I was pleased to have recently acquired additional plot details for Lloyd Hamilton's No Luck (1923) from newly digitized issues of The Film Daily and Exhibitors Herald.  A critic wrote in The Film Daily, "The ladylike comedian is first seen trying his luck as a fisherman.  The fish bite everything imaginable but the bait, finally jumping inside his shirt and biting him."  The fish gag was nothing new for Hamilton.  A variety of animals found their way inside Hamilton's shirt or pants at one time or another. 


Describing Hamilton as a "ladylike comedian" was not unusual either.  Hamilton's comic character was boyish and fussy.  He had a distinctly swishy walk.  This was enough for critics to refer to the comedian as "prissy," "sissyish," or even "ladylike."  The second half of No Luck takes place at a society ball.  During the scene, Hamilton finds himself unable to pull off a sticky pair of rubber gloves.  Later in the scene, Hamilton performs the fast-paced ragtime dance known as balling the jack. 

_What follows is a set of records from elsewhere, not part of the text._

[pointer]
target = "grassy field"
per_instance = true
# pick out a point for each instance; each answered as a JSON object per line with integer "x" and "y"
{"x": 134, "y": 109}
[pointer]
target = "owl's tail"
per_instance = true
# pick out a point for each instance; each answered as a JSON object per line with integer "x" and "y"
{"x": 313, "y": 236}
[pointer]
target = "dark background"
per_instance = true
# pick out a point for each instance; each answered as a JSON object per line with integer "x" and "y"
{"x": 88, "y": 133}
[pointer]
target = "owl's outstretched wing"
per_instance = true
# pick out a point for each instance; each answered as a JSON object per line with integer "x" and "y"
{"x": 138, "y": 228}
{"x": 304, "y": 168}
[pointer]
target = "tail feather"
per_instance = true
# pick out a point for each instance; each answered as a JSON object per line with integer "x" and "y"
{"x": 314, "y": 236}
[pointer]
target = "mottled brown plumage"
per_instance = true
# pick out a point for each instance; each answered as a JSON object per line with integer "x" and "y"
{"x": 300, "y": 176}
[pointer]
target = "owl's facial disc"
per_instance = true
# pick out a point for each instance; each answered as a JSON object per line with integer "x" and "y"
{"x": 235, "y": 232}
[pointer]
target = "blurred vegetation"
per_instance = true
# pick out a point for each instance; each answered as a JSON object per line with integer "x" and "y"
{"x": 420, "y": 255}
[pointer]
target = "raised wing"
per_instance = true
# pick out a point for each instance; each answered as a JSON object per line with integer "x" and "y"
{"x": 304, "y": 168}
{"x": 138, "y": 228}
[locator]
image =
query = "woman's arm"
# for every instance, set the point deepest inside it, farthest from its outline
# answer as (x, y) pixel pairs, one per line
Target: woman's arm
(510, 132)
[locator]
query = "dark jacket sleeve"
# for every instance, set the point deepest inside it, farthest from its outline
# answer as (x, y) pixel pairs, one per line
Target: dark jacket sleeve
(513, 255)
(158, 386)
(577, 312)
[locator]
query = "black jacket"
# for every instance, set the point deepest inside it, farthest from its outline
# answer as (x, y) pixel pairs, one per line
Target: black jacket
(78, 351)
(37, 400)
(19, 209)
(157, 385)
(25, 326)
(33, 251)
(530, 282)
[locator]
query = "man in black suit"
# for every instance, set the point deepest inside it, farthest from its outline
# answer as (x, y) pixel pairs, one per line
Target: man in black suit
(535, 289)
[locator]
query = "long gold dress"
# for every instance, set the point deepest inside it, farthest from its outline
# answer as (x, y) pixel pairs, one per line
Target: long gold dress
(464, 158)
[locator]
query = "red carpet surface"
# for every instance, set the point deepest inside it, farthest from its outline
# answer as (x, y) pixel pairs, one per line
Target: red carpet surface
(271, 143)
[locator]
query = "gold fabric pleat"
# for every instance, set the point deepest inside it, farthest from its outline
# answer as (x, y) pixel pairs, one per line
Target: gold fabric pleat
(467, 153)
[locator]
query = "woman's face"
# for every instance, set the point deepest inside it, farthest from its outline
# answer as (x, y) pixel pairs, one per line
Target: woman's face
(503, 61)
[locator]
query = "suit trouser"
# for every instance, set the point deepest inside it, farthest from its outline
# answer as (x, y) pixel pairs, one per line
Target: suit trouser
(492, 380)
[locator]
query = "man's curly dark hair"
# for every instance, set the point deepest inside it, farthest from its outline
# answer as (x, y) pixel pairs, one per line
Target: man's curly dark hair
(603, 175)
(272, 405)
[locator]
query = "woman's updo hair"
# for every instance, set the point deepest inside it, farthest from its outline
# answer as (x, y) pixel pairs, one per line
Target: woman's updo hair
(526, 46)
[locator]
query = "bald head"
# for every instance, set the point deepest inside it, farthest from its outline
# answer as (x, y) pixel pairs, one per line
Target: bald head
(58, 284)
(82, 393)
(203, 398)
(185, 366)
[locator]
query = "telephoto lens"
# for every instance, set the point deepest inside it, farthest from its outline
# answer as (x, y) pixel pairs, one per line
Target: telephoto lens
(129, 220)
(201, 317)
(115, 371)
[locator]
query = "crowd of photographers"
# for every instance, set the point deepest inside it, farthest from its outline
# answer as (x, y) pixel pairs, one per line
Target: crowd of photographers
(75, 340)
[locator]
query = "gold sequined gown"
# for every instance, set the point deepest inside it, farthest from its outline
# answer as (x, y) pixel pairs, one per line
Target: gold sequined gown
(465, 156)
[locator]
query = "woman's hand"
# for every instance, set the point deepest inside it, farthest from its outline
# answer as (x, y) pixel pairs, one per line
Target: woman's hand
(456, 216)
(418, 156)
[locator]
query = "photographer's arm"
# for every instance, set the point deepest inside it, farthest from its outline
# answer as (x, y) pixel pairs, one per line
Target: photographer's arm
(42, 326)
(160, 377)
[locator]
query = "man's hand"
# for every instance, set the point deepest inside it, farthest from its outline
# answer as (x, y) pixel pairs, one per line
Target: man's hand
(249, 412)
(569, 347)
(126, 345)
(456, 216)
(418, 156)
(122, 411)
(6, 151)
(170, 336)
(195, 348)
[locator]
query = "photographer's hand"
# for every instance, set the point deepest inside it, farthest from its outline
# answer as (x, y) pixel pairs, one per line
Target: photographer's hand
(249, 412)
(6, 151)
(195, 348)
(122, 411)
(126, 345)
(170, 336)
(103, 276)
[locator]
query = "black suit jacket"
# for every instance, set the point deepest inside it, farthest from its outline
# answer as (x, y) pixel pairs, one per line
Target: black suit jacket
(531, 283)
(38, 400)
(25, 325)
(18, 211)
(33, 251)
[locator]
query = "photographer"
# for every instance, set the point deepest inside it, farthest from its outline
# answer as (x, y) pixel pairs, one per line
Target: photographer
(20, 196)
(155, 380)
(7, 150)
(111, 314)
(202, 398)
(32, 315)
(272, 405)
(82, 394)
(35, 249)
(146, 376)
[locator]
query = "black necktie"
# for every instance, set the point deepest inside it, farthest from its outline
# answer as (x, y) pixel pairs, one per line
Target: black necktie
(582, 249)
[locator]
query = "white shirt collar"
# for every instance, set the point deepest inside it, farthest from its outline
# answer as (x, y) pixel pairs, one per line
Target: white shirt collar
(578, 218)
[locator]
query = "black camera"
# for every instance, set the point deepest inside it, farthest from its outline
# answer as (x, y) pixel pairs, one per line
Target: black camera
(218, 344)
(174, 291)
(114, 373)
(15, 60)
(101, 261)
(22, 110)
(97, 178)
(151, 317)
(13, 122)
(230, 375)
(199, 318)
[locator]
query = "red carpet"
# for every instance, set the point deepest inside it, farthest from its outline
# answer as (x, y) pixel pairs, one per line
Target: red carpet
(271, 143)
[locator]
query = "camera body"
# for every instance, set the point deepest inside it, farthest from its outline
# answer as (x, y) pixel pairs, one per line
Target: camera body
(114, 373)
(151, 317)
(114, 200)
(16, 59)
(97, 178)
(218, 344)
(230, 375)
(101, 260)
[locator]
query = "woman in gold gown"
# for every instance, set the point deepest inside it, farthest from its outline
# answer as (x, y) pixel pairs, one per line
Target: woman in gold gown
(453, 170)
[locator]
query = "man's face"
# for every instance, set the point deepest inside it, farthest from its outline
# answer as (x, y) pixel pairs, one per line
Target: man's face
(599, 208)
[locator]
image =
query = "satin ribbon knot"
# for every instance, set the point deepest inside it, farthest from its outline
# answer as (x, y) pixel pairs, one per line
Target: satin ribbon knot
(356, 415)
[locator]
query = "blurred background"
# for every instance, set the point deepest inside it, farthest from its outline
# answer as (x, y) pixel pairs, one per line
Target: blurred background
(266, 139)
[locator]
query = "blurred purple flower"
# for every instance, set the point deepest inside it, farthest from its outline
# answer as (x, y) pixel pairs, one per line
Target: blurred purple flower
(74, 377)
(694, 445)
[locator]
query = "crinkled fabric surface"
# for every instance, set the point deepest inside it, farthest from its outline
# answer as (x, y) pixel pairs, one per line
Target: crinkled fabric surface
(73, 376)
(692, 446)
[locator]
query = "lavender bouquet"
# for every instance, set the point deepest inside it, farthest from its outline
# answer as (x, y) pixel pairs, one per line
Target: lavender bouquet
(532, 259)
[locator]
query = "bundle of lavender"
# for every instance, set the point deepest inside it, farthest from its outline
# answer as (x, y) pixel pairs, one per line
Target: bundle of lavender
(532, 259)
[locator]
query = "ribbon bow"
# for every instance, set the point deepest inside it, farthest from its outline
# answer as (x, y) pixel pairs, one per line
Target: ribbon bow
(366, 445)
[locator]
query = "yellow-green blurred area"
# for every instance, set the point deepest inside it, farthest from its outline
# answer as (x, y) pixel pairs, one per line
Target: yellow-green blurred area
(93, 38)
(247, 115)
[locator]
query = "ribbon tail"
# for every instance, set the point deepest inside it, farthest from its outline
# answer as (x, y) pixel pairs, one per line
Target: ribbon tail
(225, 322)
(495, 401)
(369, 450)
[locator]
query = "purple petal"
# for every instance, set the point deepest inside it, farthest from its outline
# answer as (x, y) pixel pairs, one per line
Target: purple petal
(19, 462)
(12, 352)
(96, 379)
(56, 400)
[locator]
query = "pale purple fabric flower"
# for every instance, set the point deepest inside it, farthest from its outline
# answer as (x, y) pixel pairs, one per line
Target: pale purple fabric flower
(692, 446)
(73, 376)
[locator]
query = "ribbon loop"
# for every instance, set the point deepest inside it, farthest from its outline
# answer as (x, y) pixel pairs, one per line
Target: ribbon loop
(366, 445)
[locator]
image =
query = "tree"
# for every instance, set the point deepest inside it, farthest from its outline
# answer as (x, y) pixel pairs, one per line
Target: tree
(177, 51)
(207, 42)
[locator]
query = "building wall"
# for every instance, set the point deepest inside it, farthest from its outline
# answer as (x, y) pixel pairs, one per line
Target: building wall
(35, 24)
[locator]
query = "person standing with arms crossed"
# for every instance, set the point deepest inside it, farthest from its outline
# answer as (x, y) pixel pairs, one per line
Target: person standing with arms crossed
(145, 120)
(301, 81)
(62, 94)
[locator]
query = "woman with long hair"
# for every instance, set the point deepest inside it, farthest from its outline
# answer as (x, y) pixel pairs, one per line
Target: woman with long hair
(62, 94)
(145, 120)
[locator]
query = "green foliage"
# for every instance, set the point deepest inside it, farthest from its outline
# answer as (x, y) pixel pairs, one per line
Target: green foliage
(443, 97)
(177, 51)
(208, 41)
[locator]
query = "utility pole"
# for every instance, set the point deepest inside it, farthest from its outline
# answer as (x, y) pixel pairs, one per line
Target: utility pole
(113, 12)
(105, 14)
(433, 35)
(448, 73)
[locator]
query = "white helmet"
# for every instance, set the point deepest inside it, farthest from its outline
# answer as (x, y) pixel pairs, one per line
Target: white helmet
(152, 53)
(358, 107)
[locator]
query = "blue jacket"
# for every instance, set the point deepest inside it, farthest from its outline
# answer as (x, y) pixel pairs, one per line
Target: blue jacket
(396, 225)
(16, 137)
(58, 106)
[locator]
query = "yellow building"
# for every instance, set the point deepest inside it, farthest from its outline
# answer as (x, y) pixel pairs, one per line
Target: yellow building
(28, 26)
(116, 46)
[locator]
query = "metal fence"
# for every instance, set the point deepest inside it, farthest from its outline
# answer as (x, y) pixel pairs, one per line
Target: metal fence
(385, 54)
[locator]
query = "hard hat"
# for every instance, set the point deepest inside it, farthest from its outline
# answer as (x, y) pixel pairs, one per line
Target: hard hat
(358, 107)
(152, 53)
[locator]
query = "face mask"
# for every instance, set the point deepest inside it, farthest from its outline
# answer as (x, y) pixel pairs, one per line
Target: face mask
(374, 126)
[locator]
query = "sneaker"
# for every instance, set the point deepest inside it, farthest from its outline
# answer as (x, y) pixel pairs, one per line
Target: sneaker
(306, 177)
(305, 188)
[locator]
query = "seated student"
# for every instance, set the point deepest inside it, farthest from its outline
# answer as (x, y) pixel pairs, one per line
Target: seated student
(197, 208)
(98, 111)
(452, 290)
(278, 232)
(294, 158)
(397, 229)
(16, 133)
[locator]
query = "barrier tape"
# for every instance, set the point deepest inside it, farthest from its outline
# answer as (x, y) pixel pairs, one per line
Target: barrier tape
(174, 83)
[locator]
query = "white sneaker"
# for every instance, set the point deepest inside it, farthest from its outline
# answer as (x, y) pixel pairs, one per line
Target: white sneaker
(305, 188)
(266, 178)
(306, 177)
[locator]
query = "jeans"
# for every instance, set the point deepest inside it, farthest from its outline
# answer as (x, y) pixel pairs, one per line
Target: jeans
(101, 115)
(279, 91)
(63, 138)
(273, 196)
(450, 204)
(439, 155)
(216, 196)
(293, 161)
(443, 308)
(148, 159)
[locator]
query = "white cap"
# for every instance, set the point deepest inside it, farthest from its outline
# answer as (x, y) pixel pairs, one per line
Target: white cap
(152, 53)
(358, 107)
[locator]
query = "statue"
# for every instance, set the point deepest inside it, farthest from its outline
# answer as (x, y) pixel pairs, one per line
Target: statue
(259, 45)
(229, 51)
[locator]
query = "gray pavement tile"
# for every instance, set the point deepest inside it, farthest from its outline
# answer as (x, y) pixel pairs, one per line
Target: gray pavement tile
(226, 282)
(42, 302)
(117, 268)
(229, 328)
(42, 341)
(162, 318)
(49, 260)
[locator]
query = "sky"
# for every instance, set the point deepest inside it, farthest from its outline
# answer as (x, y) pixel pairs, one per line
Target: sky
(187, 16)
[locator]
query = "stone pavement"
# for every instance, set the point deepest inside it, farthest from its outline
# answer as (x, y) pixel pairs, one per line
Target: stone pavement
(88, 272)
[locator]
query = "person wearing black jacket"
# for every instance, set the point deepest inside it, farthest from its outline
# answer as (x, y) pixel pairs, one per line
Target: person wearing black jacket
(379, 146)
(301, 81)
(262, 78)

Here are images that I obtained from these digitized magazines.

Hamilton had a reputation for dressing stylishly.

Lloyd's Hamilton's Mom



Lloyd Hamilton had a close relationship with his mother, Mary.  This is something that came out clearly during the research that I conducted for Hamilton's biography.  Take, for instance, the following quote that appeared in a Motion Picture News article from June 24, 1927: "Hamilton admits one hobby - that of journeying to Oakland to see his mother after the completion of each comedy."  However, despite everything that I read about Mary Hamilton, I was never able to find a photo of her.  I long imagined that she resembled the white-haired little old ladies that attended to Hamilton's boyish comic persona in films.  I have now found a photo of Mrs. Hamilton.  Yes, as I suspected, she was a white-haired little old lady.